I found myself struggling today. I attended an EQuAL meeting and afterwards a Guess The Straight panel. The entire time I felt myself missing my "dykey-ness". Dont get me wrong, im still quite dykey. But im nearing closer to the feminine side. I cant really say im androgynous, but rather balancing the line in between with a foot on each side. Today I wore mens tennis shoes, fitted mens jeans, and a sweatshirt. Under my sweatshirt was a 3/4 sleeve girls t-shirt and my push up bra. I had a hippie-ish headband in my hair. I will soon have a hippie skirt arriving in the mail that I am thrilled to wear around the house. And I am definatley not against wearing it in public. I dont care what anyone thinks of how I look. And yet for some reason I find myself really missing my short hair and boys clothes. The dyke persona. Im the girliest, femmiest person in the butchiest body. Its really a brain trip sometimes! This is one of the reasons I want to lose weight. Because I think if I am thin I will be comfy in girls tops and boys bottoms and be able to have the best of both worlds at the same time.

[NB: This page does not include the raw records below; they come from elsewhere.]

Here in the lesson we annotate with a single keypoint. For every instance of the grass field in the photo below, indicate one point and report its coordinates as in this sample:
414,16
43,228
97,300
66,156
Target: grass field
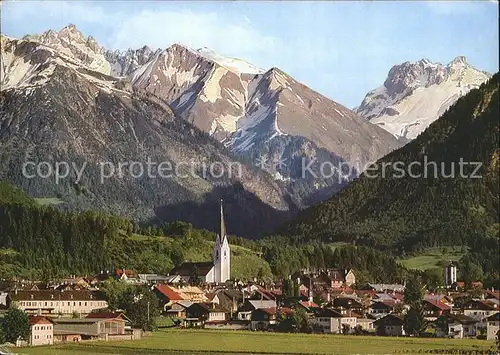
183,342
431,258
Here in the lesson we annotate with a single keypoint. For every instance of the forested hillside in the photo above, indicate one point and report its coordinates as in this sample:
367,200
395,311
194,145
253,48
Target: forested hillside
44,242
397,213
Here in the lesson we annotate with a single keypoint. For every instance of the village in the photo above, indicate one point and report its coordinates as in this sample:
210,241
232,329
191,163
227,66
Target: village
203,295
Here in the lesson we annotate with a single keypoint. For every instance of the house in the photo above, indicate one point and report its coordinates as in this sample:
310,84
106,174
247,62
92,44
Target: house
384,287
350,278
109,315
228,298
366,323
41,331
245,311
106,327
129,276
53,302
199,313
434,309
152,279
192,293
383,308
327,320
308,306
348,303
492,326
390,325
479,309
216,271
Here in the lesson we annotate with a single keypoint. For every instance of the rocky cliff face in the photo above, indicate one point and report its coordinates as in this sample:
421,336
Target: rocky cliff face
415,94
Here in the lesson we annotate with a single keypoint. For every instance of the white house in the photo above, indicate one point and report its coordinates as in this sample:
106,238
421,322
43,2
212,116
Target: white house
330,321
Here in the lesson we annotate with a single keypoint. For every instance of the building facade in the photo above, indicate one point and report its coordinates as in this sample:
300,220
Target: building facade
45,302
41,331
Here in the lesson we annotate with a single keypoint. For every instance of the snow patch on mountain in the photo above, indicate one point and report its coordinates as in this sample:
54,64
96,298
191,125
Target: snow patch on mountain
415,94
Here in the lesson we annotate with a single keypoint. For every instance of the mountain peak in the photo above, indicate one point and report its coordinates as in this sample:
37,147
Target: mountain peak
459,60
71,32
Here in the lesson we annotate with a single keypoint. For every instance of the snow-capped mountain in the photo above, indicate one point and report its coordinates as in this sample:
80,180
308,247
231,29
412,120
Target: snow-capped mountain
415,94
55,109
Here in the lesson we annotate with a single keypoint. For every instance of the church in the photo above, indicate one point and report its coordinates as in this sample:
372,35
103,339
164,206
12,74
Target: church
216,271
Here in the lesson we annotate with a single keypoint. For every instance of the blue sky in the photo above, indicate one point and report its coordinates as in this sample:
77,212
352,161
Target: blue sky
341,49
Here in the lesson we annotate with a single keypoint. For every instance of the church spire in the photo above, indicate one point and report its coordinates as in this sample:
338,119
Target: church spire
222,224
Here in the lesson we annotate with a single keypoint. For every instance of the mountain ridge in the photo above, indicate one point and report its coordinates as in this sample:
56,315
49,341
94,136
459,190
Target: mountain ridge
243,111
407,213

Im trying hard to judge how much of what im feeling is coming from how I perceive others to see me and how I truly see myself. I feel like others find me more attractive as a butch and I feel more attractive to others that way. When I become more feminine, I feel as though I become invisible. Same with my hair, the longer it becomes the more ackward I feel. The hair growth itself will have to stick because I want my dreads. I wonder how the hair will impact my view of myself. Ive never seen a really butchy girl with dreads.
Rosie tells me im silly and am overthinking this. My friend Lynn says mostly the same. Im sure they are right, but I cant help where my brain wanders to.